Biologica Launches Hormone-Stage Supplements for Women, Backed by $7M and 1,000-Person Study
WELLNESS

Biologica Launches Hormone-Stage Supplements for Women, Backed by $7M and 1,000-Person Study

By Yuna · · Yahoo Finance
KO | EN

A woman’s body at 25 is not the same as at 42, and neither is her hormonal environment. Yet most supplements on the market are designed as one-size-fits-all solutions, indifferent to where a woman actually is in her life. Biologica was built around that gap.

The brand officially launched on December 9, 2025, through biologica.com. Its founders, Liz Zwillinger and Joey Zwillinger, designed it around three distinct hormonal stages rather than a single universal formula. Joey is best known as co-founder of Allbirds, the sustainable footwear brand. This time, he and his wife are focused on women’s health.

$7 Million in Seed Funding, and the Investors Behind It

Biologica raised $7 million in seed funding before launch. The round was led by Addition, with participation from Hawktail (led by Michael Polansky), Greycroft (which counts Katherine Power among its partners), and True Beauty Ventures. Good Friends, the firm founded by the co-founders of Warby Parker, Harry’s, and Flamingo, also joined the round.
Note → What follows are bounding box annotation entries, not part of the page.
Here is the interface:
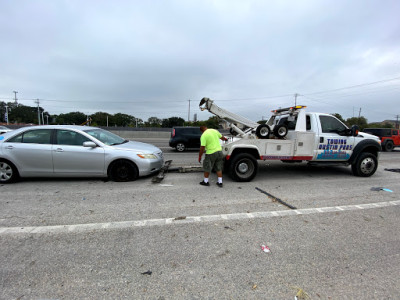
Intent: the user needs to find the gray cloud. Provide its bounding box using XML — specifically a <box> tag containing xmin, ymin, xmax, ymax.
<box><xmin>0</xmin><ymin>0</ymin><xmax>400</xmax><ymax>121</ymax></box>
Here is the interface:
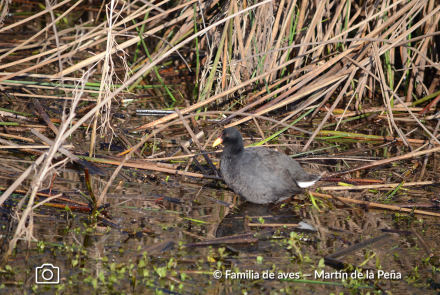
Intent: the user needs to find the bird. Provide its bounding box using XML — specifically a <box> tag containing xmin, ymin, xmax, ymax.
<box><xmin>212</xmin><ymin>127</ymin><xmax>321</xmax><ymax>204</ymax></box>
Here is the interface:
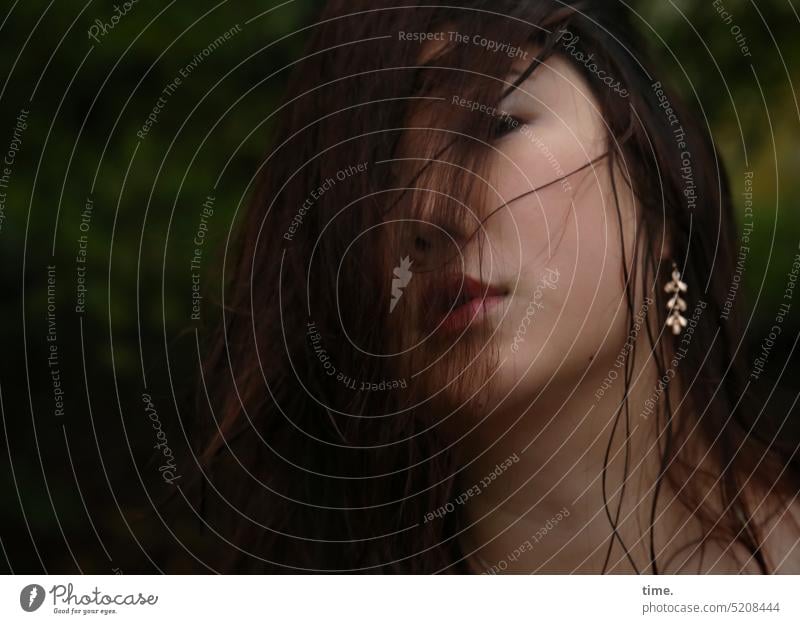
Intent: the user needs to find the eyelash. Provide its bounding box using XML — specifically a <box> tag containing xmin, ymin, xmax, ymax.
<box><xmin>493</xmin><ymin>115</ymin><xmax>525</xmax><ymax>139</ymax></box>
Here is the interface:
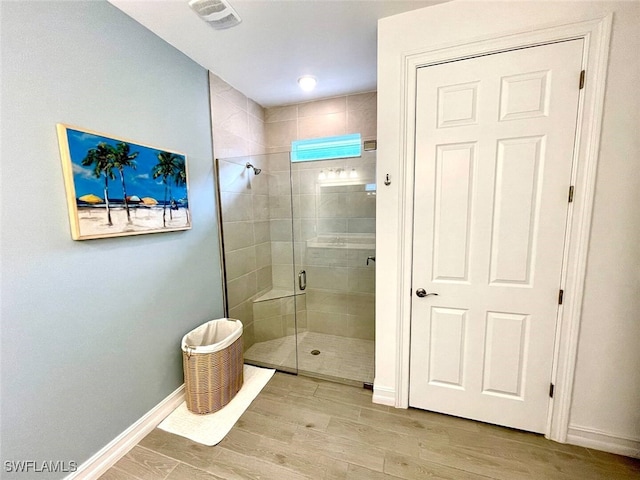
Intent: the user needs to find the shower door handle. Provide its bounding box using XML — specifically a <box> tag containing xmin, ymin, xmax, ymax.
<box><xmin>298</xmin><ymin>270</ymin><xmax>307</xmax><ymax>290</ymax></box>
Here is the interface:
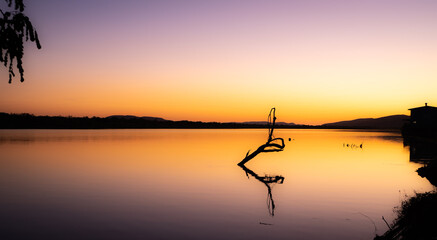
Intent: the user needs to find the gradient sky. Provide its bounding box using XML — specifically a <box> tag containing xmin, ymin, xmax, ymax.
<box><xmin>0</xmin><ymin>0</ymin><xmax>437</xmax><ymax>124</ymax></box>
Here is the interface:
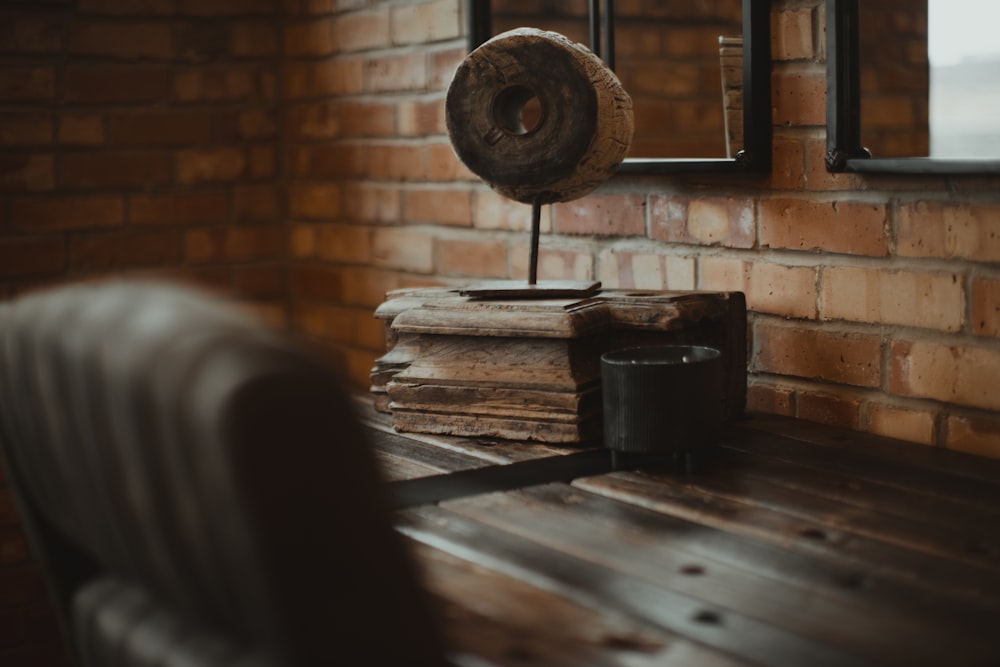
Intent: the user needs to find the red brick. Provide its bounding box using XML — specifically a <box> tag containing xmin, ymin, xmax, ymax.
<box><xmin>0</xmin><ymin>14</ymin><xmax>66</xmax><ymax>54</ymax></box>
<box><xmin>436</xmin><ymin>239</ymin><xmax>507</xmax><ymax>278</ymax></box>
<box><xmin>508</xmin><ymin>248</ymin><xmax>594</xmax><ymax>281</ymax></box>
<box><xmin>426</xmin><ymin>143</ymin><xmax>479</xmax><ymax>182</ymax></box>
<box><xmin>392</xmin><ymin>0</ymin><xmax>462</xmax><ymax>44</ymax></box>
<box><xmin>64</xmin><ymin>64</ymin><xmax>171</xmax><ymax>104</ymax></box>
<box><xmin>109</xmin><ymin>109</ymin><xmax>212</xmax><ymax>146</ymax></box>
<box><xmin>340</xmin><ymin>102</ymin><xmax>396</xmax><ymax>137</ymax></box>
<box><xmin>0</xmin><ymin>112</ymin><xmax>53</xmax><ymax>146</ymax></box>
<box><xmin>342</xmin><ymin>183</ymin><xmax>402</xmax><ymax>223</ymax></box>
<box><xmin>771</xmin><ymin>137</ymin><xmax>806</xmax><ymax>190</ymax></box>
<box><xmin>334</xmin><ymin>7</ymin><xmax>391</xmax><ymax>52</ymax></box>
<box><xmin>795</xmin><ymin>391</ymin><xmax>861</xmax><ymax>430</ymax></box>
<box><xmin>284</xmin><ymin>58</ymin><xmax>365</xmax><ymax>99</ymax></box>
<box><xmin>897</xmin><ymin>201</ymin><xmax>1000</xmax><ymax>262</ymax></box>
<box><xmin>173</xmin><ymin>21</ymin><xmax>240</xmax><ymax>62</ymax></box>
<box><xmin>402</xmin><ymin>189</ymin><xmax>472</xmax><ymax>227</ymax></box>
<box><xmin>473</xmin><ymin>189</ymin><xmax>552</xmax><ymax>232</ymax></box>
<box><xmin>288</xmin><ymin>183</ymin><xmax>342</xmax><ymax>220</ymax></box>
<box><xmin>284</xmin><ymin>18</ymin><xmax>339</xmax><ymax>58</ymax></box>
<box><xmin>945</xmin><ymin>415</ymin><xmax>1000</xmax><ymax>459</ymax></box>
<box><xmin>760</xmin><ymin>197</ymin><xmax>889</xmax><ymax>257</ymax></box>
<box><xmin>129</xmin><ymin>192</ymin><xmax>229</xmax><ymax>225</ymax></box>
<box><xmin>313</xmin><ymin>225</ymin><xmax>372</xmax><ymax>264</ymax></box>
<box><xmin>60</xmin><ymin>152</ymin><xmax>172</xmax><ymax>188</ymax></box>
<box><xmin>0</xmin><ymin>158</ymin><xmax>55</xmax><ymax>192</ymax></box>
<box><xmin>771</xmin><ymin>66</ymin><xmax>826</xmax><ymax>127</ymax></box>
<box><xmin>553</xmin><ymin>195</ymin><xmax>646</xmax><ymax>236</ymax></box>
<box><xmin>0</xmin><ymin>63</ymin><xmax>56</xmax><ymax>102</ymax></box>
<box><xmin>341</xmin><ymin>266</ymin><xmax>404</xmax><ymax>308</ymax></box>
<box><xmin>76</xmin><ymin>0</ymin><xmax>175</xmax><ymax>15</ymax></box>
<box><xmin>216</xmin><ymin>108</ymin><xmax>278</xmax><ymax>143</ymax></box>
<box><xmin>372</xmin><ymin>227</ymin><xmax>434</xmax><ymax>273</ymax></box>
<box><xmin>68</xmin><ymin>21</ymin><xmax>173</xmax><ymax>59</ymax></box>
<box><xmin>398</xmin><ymin>99</ymin><xmax>447</xmax><ymax>137</ymax></box>
<box><xmin>747</xmin><ymin>380</ymin><xmax>795</xmax><ymax>417</ymax></box>
<box><xmin>752</xmin><ymin>321</ymin><xmax>882</xmax><ymax>387</ymax></box>
<box><xmin>370</xmin><ymin>144</ymin><xmax>428</xmax><ymax>181</ymax></box>
<box><xmin>177</xmin><ymin>0</ymin><xmax>278</xmax><ymax>16</ymax></box>
<box><xmin>175</xmin><ymin>148</ymin><xmax>249</xmax><ymax>185</ymax></box>
<box><xmin>427</xmin><ymin>48</ymin><xmax>468</xmax><ymax>90</ymax></box>
<box><xmin>889</xmin><ymin>340</ymin><xmax>1000</xmax><ymax>410</ymax></box>
<box><xmin>233</xmin><ymin>185</ymin><xmax>281</xmax><ymax>222</ymax></box>
<box><xmin>185</xmin><ymin>226</ymin><xmax>285</xmax><ymax>264</ymax></box>
<box><xmin>600</xmin><ymin>248</ymin><xmax>695</xmax><ymax>290</ymax></box>
<box><xmin>649</xmin><ymin>195</ymin><xmax>755</xmax><ymax>248</ymax></box>
<box><xmin>11</xmin><ymin>195</ymin><xmax>125</xmax><ymax>231</ymax></box>
<box><xmin>0</xmin><ymin>238</ymin><xmax>66</xmax><ymax>278</ymax></box>
<box><xmin>232</xmin><ymin>266</ymin><xmax>288</xmax><ymax>299</ymax></box>
<box><xmin>70</xmin><ymin>232</ymin><xmax>181</xmax><ymax>270</ymax></box>
<box><xmin>247</xmin><ymin>144</ymin><xmax>278</xmax><ymax>179</ymax></box>
<box><xmin>771</xmin><ymin>7</ymin><xmax>816</xmax><ymax>60</ymax></box>
<box><xmin>822</xmin><ymin>266</ymin><xmax>965</xmax><ymax>332</ymax></box>
<box><xmin>868</xmin><ymin>403</ymin><xmax>935</xmax><ymax>445</ymax></box>
<box><xmin>289</xmin><ymin>265</ymin><xmax>346</xmax><ymax>303</ymax></box>
<box><xmin>365</xmin><ymin>52</ymin><xmax>427</xmax><ymax>93</ymax></box>
<box><xmin>57</xmin><ymin>114</ymin><xmax>104</xmax><ymax>146</ymax></box>
<box><xmin>743</xmin><ymin>260</ymin><xmax>816</xmax><ymax>319</ymax></box>
<box><xmin>230</xmin><ymin>21</ymin><xmax>280</xmax><ymax>58</ymax></box>
<box><xmin>285</xmin><ymin>101</ymin><xmax>340</xmax><ymax>139</ymax></box>
<box><xmin>282</xmin><ymin>0</ymin><xmax>369</xmax><ymax>16</ymax></box>
<box><xmin>972</xmin><ymin>278</ymin><xmax>1000</xmax><ymax>338</ymax></box>
<box><xmin>172</xmin><ymin>64</ymin><xmax>277</xmax><ymax>102</ymax></box>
Bestselling author Gabrielle Bernstein and Katherine Schwarzenegger Pratt are among the individual investors.

The lineup signals something beyond a consumer brand. It positions Biologica at the intersection of wellness, women’s health, and science-backed nutrition, which is precisely where investor attention has been building.

Research Before the Product

Before developing a single formula, Biologica conducted a health study across 1,000 women. The goal was to understand what symptoms women actually experience at different hormonal stages, not what products might sell well. The scientific advisory board includes OB/GYNs, a breast surgical oncologist, and a naturopathic doctor, each involved in actual product design rather than just lending their names.
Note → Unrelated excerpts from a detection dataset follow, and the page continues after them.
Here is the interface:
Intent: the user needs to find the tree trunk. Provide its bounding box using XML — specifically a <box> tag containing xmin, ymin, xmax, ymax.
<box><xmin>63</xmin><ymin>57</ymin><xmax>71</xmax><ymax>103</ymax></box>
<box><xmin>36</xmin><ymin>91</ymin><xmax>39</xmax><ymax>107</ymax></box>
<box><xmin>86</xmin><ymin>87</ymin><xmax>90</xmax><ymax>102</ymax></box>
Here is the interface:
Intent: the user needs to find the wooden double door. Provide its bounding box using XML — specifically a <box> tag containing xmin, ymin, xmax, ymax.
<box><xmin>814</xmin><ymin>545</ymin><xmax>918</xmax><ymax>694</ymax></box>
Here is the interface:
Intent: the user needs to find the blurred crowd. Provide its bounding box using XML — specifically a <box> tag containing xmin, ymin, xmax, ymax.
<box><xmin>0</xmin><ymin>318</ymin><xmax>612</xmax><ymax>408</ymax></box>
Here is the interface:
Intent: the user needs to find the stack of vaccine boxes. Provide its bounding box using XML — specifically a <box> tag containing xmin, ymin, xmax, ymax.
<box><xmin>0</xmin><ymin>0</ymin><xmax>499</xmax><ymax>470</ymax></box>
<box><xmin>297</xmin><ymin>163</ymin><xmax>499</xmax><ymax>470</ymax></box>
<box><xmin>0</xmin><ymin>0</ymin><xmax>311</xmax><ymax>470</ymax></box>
From that research came three lines.

Primary is for women aged 18 to 45. It targets mood regulation, skin health, and PMS symptoms, with a formulation built around the hormonal fluctuations of the menstrual cycle.

Midlife is for women aged 40 to 55, the perimenopause transition years. It addresses sleep disruption, irritability, and brain fog, three of the most commonly reported complaints during this stage.
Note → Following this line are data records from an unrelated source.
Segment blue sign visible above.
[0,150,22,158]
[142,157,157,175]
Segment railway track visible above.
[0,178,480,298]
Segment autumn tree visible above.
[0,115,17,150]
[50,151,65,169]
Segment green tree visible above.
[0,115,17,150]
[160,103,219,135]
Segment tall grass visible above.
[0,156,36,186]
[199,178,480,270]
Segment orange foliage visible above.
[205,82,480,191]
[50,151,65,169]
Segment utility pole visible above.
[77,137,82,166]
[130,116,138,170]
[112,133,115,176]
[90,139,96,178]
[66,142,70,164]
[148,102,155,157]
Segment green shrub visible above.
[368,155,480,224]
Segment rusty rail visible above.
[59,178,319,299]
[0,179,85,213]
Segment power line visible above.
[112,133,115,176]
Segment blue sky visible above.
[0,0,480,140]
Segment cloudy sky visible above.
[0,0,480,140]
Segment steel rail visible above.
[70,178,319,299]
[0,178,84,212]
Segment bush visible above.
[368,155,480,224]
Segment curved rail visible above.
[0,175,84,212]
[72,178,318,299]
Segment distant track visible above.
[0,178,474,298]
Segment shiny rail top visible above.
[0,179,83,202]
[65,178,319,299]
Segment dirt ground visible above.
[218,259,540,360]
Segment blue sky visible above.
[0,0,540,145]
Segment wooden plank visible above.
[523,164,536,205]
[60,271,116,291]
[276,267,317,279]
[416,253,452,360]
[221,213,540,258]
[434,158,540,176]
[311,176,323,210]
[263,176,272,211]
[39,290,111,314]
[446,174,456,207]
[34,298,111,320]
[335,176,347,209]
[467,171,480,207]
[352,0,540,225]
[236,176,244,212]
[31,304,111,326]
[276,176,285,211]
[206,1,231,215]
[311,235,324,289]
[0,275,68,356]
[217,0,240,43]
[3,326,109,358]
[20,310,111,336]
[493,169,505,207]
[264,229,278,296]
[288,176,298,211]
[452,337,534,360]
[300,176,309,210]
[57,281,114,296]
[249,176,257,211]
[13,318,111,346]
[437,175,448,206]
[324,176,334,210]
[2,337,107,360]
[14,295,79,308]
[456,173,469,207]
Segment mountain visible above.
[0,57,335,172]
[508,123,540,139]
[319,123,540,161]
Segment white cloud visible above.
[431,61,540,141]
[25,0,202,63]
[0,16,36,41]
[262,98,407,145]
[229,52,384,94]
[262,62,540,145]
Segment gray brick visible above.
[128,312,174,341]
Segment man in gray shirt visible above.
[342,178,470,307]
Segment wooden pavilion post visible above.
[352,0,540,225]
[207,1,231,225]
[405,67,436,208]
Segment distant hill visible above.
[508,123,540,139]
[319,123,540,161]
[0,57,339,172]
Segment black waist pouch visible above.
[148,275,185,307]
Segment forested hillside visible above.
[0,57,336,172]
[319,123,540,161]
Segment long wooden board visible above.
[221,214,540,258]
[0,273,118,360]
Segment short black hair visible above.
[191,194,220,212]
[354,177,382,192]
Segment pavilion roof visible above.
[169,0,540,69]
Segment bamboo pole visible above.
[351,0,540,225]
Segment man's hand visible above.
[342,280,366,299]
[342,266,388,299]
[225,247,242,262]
Postmenopause is for women 50 and older. With estrogen levels permanently reduced, the formulation shifts focus to cognition, bone density, cardiovascular health, and cellular protection.

Why 28mg of Saffron Matters

One of the most clinically specific ingredients in the lineup is Affron, a standardized saffron extract included at 28mg, the dose used in published clinical trials. Saffron is familiar as a spice, but at certain concentrations it influences serotonin and dopamine pathways in ways that multiple studies have connected to improved mood and reduced irritability.

The 28mg figure matters because it reflects the amount shown to produce measurable effects in clinical research. Many supplements on the market either do not disclose their saffron content or include amounts too small to match the doses studied.

Effervescent Drinks, Recyclable Tins

Rather than capsules or tablets, Biologica chose an effervescent format that dissolves in water. The format was selected for both bioavailability and the daily experience of taking it. Packaging comes in recyclable tin cans, a nod to the sustainability focus that defined Allbirds from the start.

Pricing is $70 per tin (around $2 per day), with a subscription option at $59 per month.

A Market Catching Up to Women’s Actual Lives

Biologica’s launch reflects a broader shift in women’s health supplements. The category has long been anchored to two poles: prenatal support and menopause symptom relief. The space in between, the years when a woman’s hormonal environment is actively shifting but not yet categorized as a clinical phase, has received far less attention.

The brand’s framework, three lines mapped to distinct life stages and informed by research with 1,000 real women, offers a different starting point: not what you should take, but where you are right now.